Bir kısmı mavi ve beyaz sandalye- masa kombinli, yahut pöti kareli masa örtülü, kapısında ve masa kenarında mutlaka ama mutlaka çiçekleri –özellikle sardalyeleri- olan ve üzerindeki çardaktan sarmaşıkları sarkan, içerden, etraftaki diğer tavernaları rahatsız etmeyen Yunan tınıları sızan mekanlar.
Hemen hepsinde mutlaka bir akşam sefası yapmak isteyebileceğiniz, çok ama çok davetkar mekanlar…
İşte bu güzel manzara eşliğinde farkına varmadan Caravalle’nin önünde durmuşuz. Sahil tarafında bir taverna olduğundan sokak tarafı bir bina girişi gibi. Tabela neymiş diye bakarken Türkçe “ hoş geldiniz” yazısını fark ettik. Etrafta restoran çok, rekabet de var tabii; her birinin önünde müşteri kapma yarışında olan çalışanları var.
Caravalle, plaj üstünde olduğundan, gündüzleri plaj restoranı şeklinde hizmet verip geceleri de liman ve kale manzaralı bu muazzam, denize sıfır konumundan faydalanıyor. Ancak her şeyden önce sokak üzerinde gördüklerimizden farklı olarak deniz havasını alabildiğiniz ferah ve havadar bir mekan.Sokak tarafından girip de masamıza oturduğumuzda anlıyoruz ki sahil boyunca benzer başka tavernalar da sıralanmış. Biz Serhat’ın tavsiyesi ile geldiğimiz için yiyeceklerimizden ötürü endişemiz de yok.
İçeri alıp masamıza oturtan ve masaya hizmet veren garsonlar farklı. Bizimle ilgilenecek olan garsonumuz, adını Stavros olarak hatırladığım, yüzü şairimiz Can Yücel, sesi Tuncel Kurtiz’e denk bir amca. Oturunca Fatma Hanım’ı soruyoruz, mekanın sahibesini. İleriki masada konukları ile oturan nazik bir hanımefendi geliyor, çok kısa bir sohbetin ardından yemek seçimlerimiz konusunda yardımcı oluyor. Ancak daha evvel arkadaşlarımızın gezilerinden aktardıklarından ve de okuduklarımızdan biliyoruz ki, özellikle mezeler ve salatalar başta olmak üzere yemeklerin porsiyonları bizim restoranlarımızda olanlardan daha büyük.
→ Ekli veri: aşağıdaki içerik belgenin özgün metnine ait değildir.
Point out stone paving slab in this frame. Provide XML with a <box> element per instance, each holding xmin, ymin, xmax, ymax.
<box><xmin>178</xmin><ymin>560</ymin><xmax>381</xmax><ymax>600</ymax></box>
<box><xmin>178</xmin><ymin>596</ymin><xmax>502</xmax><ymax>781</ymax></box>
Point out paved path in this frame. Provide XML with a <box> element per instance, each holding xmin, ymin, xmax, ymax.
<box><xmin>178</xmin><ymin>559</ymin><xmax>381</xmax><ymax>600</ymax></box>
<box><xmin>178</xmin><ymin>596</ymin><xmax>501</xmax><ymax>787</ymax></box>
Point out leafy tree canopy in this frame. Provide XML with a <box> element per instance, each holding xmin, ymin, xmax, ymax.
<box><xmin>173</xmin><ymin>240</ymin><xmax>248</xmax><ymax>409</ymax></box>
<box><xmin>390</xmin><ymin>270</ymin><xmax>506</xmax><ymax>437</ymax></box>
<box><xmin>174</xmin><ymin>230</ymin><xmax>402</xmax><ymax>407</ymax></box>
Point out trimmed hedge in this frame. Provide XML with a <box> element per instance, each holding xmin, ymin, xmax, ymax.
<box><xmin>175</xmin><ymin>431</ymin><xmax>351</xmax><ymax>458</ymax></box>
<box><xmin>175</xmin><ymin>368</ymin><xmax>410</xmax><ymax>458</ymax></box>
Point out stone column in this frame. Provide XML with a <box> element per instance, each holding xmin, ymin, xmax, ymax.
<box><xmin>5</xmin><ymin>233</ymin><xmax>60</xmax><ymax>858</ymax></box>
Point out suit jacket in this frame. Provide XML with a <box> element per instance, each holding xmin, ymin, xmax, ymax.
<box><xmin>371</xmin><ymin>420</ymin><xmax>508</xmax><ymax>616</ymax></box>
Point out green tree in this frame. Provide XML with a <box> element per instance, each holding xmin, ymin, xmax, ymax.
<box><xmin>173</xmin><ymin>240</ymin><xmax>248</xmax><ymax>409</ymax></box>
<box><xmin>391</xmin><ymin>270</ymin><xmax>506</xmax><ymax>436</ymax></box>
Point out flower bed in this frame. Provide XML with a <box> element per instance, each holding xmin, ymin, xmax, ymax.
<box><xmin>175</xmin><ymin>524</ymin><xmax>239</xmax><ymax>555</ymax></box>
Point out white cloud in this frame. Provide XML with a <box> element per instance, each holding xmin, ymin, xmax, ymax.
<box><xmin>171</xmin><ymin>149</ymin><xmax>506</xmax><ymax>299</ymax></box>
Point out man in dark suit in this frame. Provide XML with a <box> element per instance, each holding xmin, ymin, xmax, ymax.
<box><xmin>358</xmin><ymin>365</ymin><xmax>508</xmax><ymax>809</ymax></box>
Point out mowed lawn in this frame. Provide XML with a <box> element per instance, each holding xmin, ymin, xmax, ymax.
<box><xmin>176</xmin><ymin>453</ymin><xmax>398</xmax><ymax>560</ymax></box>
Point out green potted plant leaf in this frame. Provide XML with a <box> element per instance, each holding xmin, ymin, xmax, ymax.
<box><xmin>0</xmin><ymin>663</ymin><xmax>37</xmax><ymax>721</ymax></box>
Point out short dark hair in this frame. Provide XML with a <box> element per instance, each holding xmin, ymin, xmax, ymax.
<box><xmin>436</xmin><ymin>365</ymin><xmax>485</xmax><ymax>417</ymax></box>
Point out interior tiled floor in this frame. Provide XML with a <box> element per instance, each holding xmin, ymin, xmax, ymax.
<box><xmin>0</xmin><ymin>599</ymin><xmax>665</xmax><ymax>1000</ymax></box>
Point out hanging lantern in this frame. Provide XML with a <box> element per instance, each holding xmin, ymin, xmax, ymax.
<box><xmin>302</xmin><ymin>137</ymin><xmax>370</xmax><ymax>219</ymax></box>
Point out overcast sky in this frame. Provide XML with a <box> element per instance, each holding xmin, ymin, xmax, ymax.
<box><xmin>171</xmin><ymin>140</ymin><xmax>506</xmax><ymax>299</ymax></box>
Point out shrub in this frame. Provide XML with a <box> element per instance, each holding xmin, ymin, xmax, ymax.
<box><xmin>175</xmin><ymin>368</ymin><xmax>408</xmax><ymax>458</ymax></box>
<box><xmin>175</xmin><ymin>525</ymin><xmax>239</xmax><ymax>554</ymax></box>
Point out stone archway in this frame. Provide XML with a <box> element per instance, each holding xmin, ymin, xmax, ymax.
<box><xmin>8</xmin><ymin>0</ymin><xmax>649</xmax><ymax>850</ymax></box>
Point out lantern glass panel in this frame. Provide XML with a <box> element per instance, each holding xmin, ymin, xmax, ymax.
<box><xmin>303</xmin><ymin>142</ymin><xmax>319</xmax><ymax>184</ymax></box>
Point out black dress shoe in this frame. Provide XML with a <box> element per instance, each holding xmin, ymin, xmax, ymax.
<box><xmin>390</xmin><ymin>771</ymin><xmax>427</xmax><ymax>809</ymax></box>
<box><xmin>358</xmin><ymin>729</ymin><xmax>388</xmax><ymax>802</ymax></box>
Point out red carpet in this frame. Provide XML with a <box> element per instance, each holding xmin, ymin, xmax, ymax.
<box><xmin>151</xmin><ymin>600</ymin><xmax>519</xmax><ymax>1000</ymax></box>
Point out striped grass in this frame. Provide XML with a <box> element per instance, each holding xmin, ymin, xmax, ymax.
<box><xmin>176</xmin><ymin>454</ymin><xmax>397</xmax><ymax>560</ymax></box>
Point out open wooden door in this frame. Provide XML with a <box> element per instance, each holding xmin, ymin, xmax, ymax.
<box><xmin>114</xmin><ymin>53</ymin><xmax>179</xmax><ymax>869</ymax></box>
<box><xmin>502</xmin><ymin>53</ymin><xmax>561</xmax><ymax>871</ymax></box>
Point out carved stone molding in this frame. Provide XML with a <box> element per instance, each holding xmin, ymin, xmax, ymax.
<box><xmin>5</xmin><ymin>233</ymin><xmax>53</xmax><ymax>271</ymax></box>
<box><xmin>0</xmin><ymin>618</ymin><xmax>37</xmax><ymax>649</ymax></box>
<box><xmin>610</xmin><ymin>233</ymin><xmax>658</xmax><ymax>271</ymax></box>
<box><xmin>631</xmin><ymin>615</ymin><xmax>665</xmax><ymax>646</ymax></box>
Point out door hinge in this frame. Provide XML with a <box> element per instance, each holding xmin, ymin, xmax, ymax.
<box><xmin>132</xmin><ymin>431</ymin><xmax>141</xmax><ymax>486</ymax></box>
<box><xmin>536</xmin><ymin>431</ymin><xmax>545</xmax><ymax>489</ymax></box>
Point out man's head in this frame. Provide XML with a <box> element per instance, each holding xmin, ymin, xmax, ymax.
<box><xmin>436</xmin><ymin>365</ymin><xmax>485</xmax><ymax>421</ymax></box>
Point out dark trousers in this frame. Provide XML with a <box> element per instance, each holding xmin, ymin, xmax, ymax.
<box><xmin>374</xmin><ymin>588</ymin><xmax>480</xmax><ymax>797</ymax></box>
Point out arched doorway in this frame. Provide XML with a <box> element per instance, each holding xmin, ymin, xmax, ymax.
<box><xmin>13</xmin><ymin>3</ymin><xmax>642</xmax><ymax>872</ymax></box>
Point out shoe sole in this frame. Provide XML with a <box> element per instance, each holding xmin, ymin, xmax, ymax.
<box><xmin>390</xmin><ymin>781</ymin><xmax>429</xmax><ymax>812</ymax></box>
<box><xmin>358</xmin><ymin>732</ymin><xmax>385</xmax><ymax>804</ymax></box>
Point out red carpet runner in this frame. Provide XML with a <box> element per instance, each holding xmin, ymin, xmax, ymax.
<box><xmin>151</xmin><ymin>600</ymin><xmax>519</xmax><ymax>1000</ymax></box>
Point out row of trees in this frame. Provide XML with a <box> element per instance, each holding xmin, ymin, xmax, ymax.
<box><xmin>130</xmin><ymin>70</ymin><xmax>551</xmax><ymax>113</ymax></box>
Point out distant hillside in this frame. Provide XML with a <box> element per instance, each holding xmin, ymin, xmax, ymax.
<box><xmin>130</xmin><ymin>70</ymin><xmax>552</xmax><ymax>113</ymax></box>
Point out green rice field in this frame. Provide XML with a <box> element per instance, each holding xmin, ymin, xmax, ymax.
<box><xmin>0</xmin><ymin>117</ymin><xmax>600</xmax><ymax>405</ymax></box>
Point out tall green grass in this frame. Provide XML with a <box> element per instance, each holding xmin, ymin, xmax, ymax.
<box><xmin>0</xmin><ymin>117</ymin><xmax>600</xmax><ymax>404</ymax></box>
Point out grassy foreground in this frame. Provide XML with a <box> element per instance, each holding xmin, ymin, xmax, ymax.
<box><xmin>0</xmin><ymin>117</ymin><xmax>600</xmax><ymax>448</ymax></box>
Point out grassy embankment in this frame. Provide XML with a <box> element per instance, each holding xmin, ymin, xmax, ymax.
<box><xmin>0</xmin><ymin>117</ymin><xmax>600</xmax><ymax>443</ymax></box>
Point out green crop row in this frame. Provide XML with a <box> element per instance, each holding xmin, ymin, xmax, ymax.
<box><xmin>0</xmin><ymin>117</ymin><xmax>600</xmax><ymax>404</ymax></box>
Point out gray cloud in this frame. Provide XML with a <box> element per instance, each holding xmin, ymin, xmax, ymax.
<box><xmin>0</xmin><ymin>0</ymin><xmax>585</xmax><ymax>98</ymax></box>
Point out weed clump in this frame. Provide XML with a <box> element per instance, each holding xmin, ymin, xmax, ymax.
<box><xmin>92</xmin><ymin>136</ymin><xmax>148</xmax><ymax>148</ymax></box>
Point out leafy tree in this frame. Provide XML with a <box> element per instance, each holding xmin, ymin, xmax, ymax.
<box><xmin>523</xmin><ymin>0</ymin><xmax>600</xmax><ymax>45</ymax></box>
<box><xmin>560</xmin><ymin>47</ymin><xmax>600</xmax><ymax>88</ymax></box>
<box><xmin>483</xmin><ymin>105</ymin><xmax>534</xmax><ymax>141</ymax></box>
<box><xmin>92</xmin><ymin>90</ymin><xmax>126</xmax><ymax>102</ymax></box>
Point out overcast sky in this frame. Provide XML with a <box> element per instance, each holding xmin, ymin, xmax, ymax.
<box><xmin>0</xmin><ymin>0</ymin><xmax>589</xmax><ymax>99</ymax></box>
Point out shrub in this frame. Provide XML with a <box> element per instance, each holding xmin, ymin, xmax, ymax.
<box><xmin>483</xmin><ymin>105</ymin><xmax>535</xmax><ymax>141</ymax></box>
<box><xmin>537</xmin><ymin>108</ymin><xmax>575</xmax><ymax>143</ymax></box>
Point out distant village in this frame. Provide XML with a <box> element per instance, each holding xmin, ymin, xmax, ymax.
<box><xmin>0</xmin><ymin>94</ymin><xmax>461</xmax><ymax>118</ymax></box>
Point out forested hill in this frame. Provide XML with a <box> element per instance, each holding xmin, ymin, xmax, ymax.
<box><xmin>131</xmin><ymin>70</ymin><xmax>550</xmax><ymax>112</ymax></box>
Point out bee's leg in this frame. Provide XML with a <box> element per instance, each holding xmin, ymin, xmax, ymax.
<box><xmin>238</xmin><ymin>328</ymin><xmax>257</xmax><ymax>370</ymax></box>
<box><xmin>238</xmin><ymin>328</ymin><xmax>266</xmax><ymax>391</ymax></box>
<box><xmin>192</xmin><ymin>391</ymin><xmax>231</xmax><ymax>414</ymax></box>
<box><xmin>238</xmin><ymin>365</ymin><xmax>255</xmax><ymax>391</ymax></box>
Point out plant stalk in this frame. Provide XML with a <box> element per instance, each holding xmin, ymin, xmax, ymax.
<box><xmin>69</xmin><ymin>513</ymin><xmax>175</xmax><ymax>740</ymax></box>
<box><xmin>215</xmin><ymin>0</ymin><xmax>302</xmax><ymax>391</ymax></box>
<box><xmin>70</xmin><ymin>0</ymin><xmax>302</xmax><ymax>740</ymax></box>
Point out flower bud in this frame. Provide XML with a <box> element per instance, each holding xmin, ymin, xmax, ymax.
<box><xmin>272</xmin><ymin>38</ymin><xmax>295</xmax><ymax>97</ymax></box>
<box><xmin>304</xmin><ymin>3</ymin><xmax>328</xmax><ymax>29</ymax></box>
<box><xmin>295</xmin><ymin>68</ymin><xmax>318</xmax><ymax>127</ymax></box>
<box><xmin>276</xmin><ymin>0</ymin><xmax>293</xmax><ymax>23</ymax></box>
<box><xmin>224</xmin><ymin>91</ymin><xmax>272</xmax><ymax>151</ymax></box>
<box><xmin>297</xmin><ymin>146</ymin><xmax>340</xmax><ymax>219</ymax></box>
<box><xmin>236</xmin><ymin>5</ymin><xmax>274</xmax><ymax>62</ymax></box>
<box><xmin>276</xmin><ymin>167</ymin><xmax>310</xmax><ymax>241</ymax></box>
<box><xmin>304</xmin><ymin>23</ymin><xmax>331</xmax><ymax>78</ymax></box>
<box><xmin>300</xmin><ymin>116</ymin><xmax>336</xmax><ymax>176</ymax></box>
Bunu da aklımızda tutarak seçimlerimizde temkinli olmaya çalışıyoruz. Öneri üzerine oraya özel, genellikle beğenilen bir peynir kızartması, kalamar tava, ahtapot köfte, grek salatası ve hastası olduğumuz sarımsaklı ekmek istiyoruz. Bunları yerken arada Stavros’la sohbet…Sol yanımızda Turgutreis’in ışıkları…Hepsi şahane! Sona doğru “beğendiniz mi?” diye soruyor Stavros. Beğendik beğenmesine de, porsiyonlar biraz fazla geldi, deyince, sizinkileri de biliyoruz deyip, eli ile minik bir tabak işareti yapıyor:) Hesabımız 40€.